Im ländlichen Raum ist eine flächendeckende Hausarztversorgung die Basis einer guten Gesundheitsversorgung. Auch angesichts der älter werdenden Bevölkerung sind natürlich eine gute Verfügbarkeit und der Zugang zu einer hochprofessionalisierten und spezialisierten Kliniklandschaft unverzichtbare Eckpfeiler. Eine besondere Rolle könnte hier die Telemedizin spielen. Leider sind wir aber gerade in diesem Bereich noch nicht so gut aufgestellt. Auch kommt dabei der Digitalisierung eine bedeutende Rolle zu. Auch hier haben wir den Anschluss verpasst. Ein gutes Konzept ist die sogenannte Gemeindeschwester. Wenn diese im Rahmen einer telemedizinischen Versorgung mit dem Arzt verbunden ist, kann dies sehr gut funktionieren.

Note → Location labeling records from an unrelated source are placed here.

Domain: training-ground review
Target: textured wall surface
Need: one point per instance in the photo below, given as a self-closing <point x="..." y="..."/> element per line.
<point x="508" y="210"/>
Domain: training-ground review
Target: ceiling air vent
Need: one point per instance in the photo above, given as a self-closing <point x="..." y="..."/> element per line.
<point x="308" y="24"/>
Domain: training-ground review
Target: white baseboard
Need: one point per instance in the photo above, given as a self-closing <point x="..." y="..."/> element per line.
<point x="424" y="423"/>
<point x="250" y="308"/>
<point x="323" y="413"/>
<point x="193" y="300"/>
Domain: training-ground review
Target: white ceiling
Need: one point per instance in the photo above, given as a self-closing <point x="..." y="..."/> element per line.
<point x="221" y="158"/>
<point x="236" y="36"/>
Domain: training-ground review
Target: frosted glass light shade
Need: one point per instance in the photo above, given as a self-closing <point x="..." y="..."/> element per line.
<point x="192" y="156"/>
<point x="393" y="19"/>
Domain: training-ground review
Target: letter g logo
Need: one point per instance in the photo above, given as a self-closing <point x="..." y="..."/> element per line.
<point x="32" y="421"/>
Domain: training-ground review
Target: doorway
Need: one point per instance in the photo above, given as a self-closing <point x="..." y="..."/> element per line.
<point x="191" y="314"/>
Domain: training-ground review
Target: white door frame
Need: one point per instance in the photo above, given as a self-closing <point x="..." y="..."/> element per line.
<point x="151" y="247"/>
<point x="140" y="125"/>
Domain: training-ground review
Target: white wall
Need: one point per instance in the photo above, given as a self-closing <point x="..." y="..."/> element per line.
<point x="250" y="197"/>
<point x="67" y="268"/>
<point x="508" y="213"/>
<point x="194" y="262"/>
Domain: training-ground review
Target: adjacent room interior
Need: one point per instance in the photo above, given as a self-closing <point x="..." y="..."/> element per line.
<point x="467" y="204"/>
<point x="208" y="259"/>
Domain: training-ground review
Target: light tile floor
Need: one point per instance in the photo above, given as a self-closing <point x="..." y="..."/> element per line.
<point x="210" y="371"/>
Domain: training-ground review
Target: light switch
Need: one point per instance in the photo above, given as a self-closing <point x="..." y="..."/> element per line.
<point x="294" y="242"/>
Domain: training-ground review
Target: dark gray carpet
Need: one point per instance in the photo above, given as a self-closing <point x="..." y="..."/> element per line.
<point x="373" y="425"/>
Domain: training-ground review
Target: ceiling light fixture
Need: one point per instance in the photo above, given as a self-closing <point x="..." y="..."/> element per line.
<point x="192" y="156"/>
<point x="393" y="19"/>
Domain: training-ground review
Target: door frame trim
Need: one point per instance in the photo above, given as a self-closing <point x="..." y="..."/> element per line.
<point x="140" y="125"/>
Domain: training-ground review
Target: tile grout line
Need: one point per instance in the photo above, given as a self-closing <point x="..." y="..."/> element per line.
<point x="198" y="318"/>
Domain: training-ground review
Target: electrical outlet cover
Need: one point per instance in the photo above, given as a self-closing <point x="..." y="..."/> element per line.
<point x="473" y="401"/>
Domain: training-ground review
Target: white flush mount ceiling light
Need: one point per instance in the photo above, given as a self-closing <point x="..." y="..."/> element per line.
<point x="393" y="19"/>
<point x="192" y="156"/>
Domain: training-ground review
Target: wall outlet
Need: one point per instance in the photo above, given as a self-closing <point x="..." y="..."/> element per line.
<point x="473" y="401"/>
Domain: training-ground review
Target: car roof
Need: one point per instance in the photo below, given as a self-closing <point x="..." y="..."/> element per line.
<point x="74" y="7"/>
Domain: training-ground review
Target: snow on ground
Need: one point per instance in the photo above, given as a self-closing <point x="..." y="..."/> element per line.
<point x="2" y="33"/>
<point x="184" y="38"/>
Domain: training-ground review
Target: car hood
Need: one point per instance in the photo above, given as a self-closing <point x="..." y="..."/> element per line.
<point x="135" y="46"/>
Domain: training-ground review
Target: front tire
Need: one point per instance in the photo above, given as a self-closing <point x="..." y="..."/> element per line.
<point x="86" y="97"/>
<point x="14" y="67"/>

Wie kann das im Finanzierungssystem abgebildet werden? Sind Vorhaltekosten unabhängig vom Fallpauschalensystem zu finanzieren?

Die Krankenhausfinanzierung gehört ganz grundsätzlich auf den Prüfstand, um die Krankenhausversorgung auch in ländlichen Gebieten sicherzustellen. Der Bund trägt bereits eine hohe Last bei der Gesundheitsversorgung im ländlichen Raum. Man muss sehen, inwieweit auch die Länder mehr Verantwortung übernehmen können. Um hier eine zukunftsfähige Versorgung sicherzustellen, brauchen wir neue Konzepte. Ein Konzept hierfür könnte eine Finanzierung aus einem Mix von Vorhaltkosten, DRGs und qualitätsorientierten Zuschlägen sein.

Krankenhäuser klagen über zunehmende Belastung durch ein Übermaß an Bürokratie – nicht zuletzt auch im Rahmen von Prüfungen durch den MDK. Zu Recht?

Völlig zu Recht! Ein Beispiel für ein Übermaß an Bürokratie ist etwa das erwähnte Pflegebonusgesetz, das ich im Bundestag auch genau dafür kritisiert habe. Bei Prüfungen durch den MDK wäre es im Sinne der Beschäftigten und damit auch der Pflegebedürftigen sicherlich geboten, die Möglichkeiten und Vorteile der Digitalisierung zu nutzen und dadurch Prüfverfahren zu entschlacken. Jetzt während der Corona Pandemie wurde die Anzahl der zulässigen Prüfungen durch die Krankenkassen und den MDK drastisch heruntergefahren.

Wie kann man die Kliniken hier entlasten?

Die Regelung zu den Personaluntergrenzen in den Krankenhäusern halte ich für nicht wirklich zielführend. Hier sollten wir diese Verantwortung wieder an die Krankenhäuser abgeben und somit diese Regelung ad acta legen. Krankenhäuser haben sehr viele Qualitätsstandards und Prüfungsregularien, welche durch den Medizinischen Dienst und durch die Krankenkassen geprüft werden. Wir müssen hier nicht immer noch mehr Regularien einbauen. Dadurch erhöhen wir den Verwaltungsaufwand für wichtige Versorgungsstrukturen.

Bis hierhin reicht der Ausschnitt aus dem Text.